Inspiration
Recently a famous NFL player, father and mother were both involved in a very serious car crash. His father died, while his mother remains in the ICU with serious injuries. Amongst young people, specifically under the age of 30, road accidents are the leading cause of death. When we were brainstorming projects, we thought of this event and realized there are no current solutions which can help people prevent accidents. Thus we decided to create Innovate Driving to help prevent and reduce the number of accidents on the road for drivers, bikers, and pedestrians, along with predicting accident severity in order to help accident management processes such as first responder response times and resource management, ultimately saving lives.
What it does
Our Project has three core features. The first is the map, the second is an accident severity predictor, and our third feature is detecting if a driver is distracted or not, which can figure out what specifically the driver is doing that is making them distracted. All three features utilize machine learning. The map is a heatmap, which uses a neural network to show certain cities and the risk of an accident on the streets. Based on a user selected city, the website will display a heatmap, which shows areas that have a high chance of an accident. From here users are informed about which streets to avoid and which to be more cautious around. Many accidents occur due to weather in addition to a variety of reasons which create crash hotspots. Crash hotspots are important because they suggest that there is a constant factor that results in more crashes than other locations. This can then alert drivers to avoid driving at marked crash hotspots, so they reduce the chances that they, themselves, are involved in a crash, ultimately saving lives.
The second feature of our project is that it predicts the severity of an accident by the location and time. A user can input a location and time, and based on specific locations, weather, time, and other features, we are able to predict how severe accidents would be. We are able to do this with a random forest model.
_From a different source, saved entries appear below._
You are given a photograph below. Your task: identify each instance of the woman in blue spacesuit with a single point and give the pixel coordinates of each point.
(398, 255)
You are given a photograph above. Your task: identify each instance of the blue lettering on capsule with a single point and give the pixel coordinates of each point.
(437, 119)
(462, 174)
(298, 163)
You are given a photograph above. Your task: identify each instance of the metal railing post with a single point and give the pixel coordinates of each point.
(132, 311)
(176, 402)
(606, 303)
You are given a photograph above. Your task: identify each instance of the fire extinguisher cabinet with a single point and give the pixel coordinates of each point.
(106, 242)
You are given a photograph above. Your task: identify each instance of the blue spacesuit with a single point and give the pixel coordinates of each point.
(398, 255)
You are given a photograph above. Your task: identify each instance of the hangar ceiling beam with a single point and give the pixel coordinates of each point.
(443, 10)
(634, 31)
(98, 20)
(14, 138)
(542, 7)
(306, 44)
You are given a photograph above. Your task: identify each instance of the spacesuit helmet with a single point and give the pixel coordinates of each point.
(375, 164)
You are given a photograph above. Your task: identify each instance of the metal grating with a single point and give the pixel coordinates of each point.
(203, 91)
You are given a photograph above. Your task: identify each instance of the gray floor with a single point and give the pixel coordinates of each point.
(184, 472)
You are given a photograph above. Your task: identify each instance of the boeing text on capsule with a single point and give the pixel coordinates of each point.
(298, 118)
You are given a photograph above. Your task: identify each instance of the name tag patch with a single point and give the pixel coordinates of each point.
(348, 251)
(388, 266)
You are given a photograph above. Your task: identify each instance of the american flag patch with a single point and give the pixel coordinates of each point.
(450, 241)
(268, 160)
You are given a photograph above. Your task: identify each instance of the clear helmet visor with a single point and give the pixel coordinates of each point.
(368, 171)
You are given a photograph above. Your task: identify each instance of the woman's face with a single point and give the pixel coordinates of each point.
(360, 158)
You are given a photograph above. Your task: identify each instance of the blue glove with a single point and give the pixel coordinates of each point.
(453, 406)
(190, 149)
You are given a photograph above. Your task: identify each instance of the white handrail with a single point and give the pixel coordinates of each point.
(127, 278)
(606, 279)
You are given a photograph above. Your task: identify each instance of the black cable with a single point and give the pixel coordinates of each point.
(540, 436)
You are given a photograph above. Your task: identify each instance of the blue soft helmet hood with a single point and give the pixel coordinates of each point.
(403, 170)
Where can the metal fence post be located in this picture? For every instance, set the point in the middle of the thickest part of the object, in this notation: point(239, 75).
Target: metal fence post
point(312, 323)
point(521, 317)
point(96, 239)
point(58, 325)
By predicting the severity of accidents in certain locations, we can give our findings to city planners and workers, who can then create eye catching signs that notify drivers of what locations and during what times have the highest risk of severe accidents. This will make sure that drivers will drive carefully during these times and areas, thus reducing the number of accidents and saving lives. Our crash severity prediction model can also be used to relay vital information to first responders before they arrive on the scene. Based on location, if first responders know the severity of the accident beforehand, they can bring more or less resources in order to better accommodate those in need and also know whether they need to drive extremely high speeds to get to the accident. Accident severity prediction is a key step in the accident management process and governments can use this information to take effective measures to reduce accident impacts and improve traffic safety. This would not only help the common people, but cities and governments as well.
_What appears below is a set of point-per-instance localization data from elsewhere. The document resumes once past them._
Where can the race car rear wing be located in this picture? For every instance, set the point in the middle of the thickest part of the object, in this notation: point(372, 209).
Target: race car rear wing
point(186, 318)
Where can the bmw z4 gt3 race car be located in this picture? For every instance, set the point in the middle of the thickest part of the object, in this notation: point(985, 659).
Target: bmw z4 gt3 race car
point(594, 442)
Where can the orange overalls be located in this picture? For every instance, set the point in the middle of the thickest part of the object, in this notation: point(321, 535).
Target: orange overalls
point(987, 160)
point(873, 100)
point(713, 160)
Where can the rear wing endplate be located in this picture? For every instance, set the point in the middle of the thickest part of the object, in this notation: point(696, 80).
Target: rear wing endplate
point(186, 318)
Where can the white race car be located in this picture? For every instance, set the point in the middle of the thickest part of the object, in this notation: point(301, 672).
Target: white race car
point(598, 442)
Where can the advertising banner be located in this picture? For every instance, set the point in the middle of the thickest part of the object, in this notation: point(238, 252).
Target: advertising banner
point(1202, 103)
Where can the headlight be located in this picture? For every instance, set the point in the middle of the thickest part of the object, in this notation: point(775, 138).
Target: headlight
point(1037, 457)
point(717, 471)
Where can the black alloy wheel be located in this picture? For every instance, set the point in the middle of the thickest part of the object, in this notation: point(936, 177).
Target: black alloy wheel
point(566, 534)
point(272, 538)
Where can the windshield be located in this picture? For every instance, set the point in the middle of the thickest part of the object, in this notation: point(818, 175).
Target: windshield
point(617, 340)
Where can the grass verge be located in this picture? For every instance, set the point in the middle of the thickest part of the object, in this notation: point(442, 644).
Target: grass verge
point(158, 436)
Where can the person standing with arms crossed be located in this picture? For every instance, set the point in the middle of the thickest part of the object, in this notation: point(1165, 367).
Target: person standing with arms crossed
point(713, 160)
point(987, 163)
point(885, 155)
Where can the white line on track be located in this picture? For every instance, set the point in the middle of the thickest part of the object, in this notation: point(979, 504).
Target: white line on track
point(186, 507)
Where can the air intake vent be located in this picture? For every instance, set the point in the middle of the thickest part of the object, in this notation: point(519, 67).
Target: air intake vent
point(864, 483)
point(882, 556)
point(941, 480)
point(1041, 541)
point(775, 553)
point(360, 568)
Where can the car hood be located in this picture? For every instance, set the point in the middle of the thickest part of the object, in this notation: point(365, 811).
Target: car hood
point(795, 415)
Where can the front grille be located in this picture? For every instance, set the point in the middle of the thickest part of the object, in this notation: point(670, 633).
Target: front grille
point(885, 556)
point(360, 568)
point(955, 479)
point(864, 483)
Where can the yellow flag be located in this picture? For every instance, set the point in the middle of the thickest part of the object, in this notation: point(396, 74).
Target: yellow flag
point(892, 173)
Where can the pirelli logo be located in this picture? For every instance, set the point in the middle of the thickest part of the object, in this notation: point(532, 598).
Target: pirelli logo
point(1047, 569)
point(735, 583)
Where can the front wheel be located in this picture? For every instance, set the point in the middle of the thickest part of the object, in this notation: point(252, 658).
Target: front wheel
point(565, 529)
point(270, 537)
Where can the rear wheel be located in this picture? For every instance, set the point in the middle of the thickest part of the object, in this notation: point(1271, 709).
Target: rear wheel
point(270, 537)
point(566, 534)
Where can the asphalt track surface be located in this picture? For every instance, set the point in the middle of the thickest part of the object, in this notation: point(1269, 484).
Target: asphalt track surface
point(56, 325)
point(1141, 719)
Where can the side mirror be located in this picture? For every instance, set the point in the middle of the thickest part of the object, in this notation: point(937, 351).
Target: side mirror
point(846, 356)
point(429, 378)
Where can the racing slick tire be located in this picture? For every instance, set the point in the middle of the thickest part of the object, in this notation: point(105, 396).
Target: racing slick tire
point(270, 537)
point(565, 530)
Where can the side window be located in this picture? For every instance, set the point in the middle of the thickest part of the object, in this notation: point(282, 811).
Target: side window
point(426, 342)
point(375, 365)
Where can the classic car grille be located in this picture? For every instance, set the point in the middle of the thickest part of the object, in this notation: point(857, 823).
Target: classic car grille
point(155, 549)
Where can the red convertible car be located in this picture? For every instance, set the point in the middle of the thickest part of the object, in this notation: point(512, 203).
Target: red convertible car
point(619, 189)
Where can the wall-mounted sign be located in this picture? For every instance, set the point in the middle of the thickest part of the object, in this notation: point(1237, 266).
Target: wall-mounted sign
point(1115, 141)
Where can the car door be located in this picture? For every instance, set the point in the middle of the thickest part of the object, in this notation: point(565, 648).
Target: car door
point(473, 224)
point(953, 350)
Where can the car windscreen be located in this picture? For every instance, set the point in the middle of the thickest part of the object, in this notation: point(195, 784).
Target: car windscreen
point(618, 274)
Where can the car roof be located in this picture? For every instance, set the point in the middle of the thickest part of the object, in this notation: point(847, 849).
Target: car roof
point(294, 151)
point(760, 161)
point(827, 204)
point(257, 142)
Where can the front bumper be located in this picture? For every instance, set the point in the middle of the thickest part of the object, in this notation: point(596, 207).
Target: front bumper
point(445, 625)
Our last feature is detecting whether or not a driver is distracted or not. The model intakes a picture of a driver from inside the car. Using a CNN model we are able to detect a distracted driver and what they are doing. If they are classified as distracted we can separate them into 4 of the most common reasons for being distracted. Using their phone, radio, drinking/eating, or using their mirror. Although our model is fully functional and can classify images of drivers at an extremely accurate rate, this feature is more of a proof of concept as we would need to have access to cameras inside of cars and from there alert the driver to keep their eyes on the road. About 3,000 people die from distracted driving every year, and with our model, we would be able to reduce the number of distracted drivers immensely and save countless lives.
How we built it
Our website was built with four main languages. HTML, CSS, and JS for our frontend, and JS and Python for our backend and model development. We used countless models from a library in python known as Scikit-learn alongside a CNN and neural network.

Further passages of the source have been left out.